My first piano lesson in nearly a decade began inauspiciously.
"You're sitting far too close to the piano," the teacher points out immediately, noting that my fingers are touching nearly the tops of the black keys.
"But I can't sit any further back," I whine like a petulant child, at the ready with flimsy excuses.
She ignores my protest and comments instead on the flatness of my fingers."You need to curve your fingers," she suggests.

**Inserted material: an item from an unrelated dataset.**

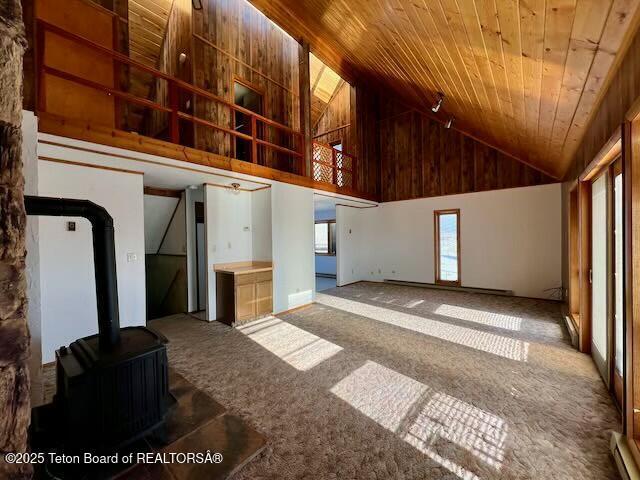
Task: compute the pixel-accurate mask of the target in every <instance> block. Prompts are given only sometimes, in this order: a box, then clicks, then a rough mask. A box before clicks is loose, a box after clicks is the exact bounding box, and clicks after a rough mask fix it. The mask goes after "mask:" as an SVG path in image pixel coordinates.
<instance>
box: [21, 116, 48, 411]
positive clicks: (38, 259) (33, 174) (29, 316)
mask: <svg viewBox="0 0 640 480" xmlns="http://www.w3.org/2000/svg"><path fill="white" fill-rule="evenodd" d="M22 164H23V172H24V182H25V183H24V193H25V195H38V118H37V117H36V116H35V115H34V114H33V112H29V111H26V110H23V111H22ZM39 238H40V228H39V221H38V217H27V230H26V249H27V258H26V260H25V263H26V272H27V298H28V300H29V306H28V310H27V321H28V323H29V333H30V334H31V356H30V357H29V374H30V377H31V404H32V406H34V407H36V406H38V405H41V404H42V403H43V401H44V391H43V388H42V349H41V348H40V345H41V343H42V310H41V308H42V305H41V303H42V299H41V298H40V288H41V286H40V248H39Z"/></svg>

"But Glenn Gould always --"
I get The Look, a well-honed disciplinary tool perfected by the great majority of piano teachers. It is one of the Essentials at Piano Teacher School. Trying to invoke the name of Glenn Gould to defend one's atrocious posture at the keyboard is nothing less than presumptuous. Hunched over in a very low chair built by his father, Glenn Gould's nose appeared to hover over the keys. It seems that he completely disregarded the rules of piano posture and very likely caused unnecessary strain and pain to his neck and back. Whether the insistence on sitting to play as if you were Mister Magoo was borne of superstition or mere habit doesn't really matter. I get a perverse pleasure out of knowing that he got away with it. Rule-breaking in piano playing is highly satisfying as Glenn must have found out again and again. His many ground-breaking and unconventional interpretations of old chestnuts are proof positive.
Meanwhile, I adjust the distance between bench and piano, hold my fingers as if clutching a tiny ball and try not to curse or apologize out loud every time I hit a wrong note (see previous blog). Glenn, I don't pretend to be in your company but I'm with you. If you can't sit up straight, slouch proudly.